Sometimes it's hard to see the importance of a decision or project that is a ways off from completion or realization. Having been aware of the idea behind the Village of Barrington's purchase of the stately, yet weather-worn three-story property on Main Street, I understood the value of this decision. I've worked and published in other communities and seen the positive impact of places like the Dole Mansion in Crystal Lake, and the Kenilworth Club and Winnetka Community, both Houses located on the North Shore.
There's something about these elegant, public-use properties that anchors a community. The lovely space of a community house suggests – almost guarantees – a good outcome for any special event or even just a casual visit. I'm excited for all of us to have this historic moment before us. We will now have a community house to call our own. And it will be ready for another big moment coming our way – Barrington's Sesquicentennial celebration in 2015.
These are exciting times that will set a solid stage for many future generations in our community. On our cover is Mary S. Smith, a long-time Barringtonian who is graciously and enthusiastically leading the charge to secure public funding to support the renovation. After that, the property will be self-sustaining financially. Read Mary Smith's thoughts in her Guest Essay in the pages ahead.
One of Barrington's most cherished events is Barrington Giving Day, which is coming up in December as it always does. It is a community-wide effort led by Pat Karon, who we are pleased to honor in this issue as our Quintessential Person. Pat Karon is the driving force behind what has become a major event to benefit members of our community during the holidays.
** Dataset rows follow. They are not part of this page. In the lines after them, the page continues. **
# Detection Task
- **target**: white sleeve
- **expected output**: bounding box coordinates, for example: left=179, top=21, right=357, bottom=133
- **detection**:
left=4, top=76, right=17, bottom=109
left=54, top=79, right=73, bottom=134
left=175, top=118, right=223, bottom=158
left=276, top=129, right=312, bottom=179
Our feature, "Good Buddies," tells stories of the men who served during World War II and the Korean War. When they filed into the clubhouse of Makray Memorial Golf Club for our photo shoot, they slipped into an easy camaraderie. They smiled, they laughed, and they shook hands. Now in their 70s and 80s and 90s, these men have not faded away. They are active in their local American Legion and Veterans of Foreign War posts, and in the recently formed Veterans of Lake Barrington Shores, where they keep their own service in the public consciousness, while stressing the needs of veterans of more recent conflicts. We are proud to honor our Veterans of Foreign Wars and thank them again and again for their service to our country.
There are many cornerstones in our lives, whether they are a defining structural point in a community building, or the people who keep an entire country out of harm's way. They can be the person who makes Barrington Giving Day a reality, or that one person who changes the holidays for those less fortunate. I recently lost a cornerstone – my younger brother, Bob Murphy, who at age 50 unexpectedly passed away on October 1. He was a cornerstone in my life, and the lives of so many residents in Barrington. I would like to dedicate this issue to his memory, and thank my staff, church, family, and friends for helping my children and me get through this difficult turning point in our lives.
Putting together Quintessential Barrington is a joy. Our publication would not be possible without the outstanding group of advertisers you'll see in the pages ahead, who want you to know about their businesses and how they can add to your quality of life.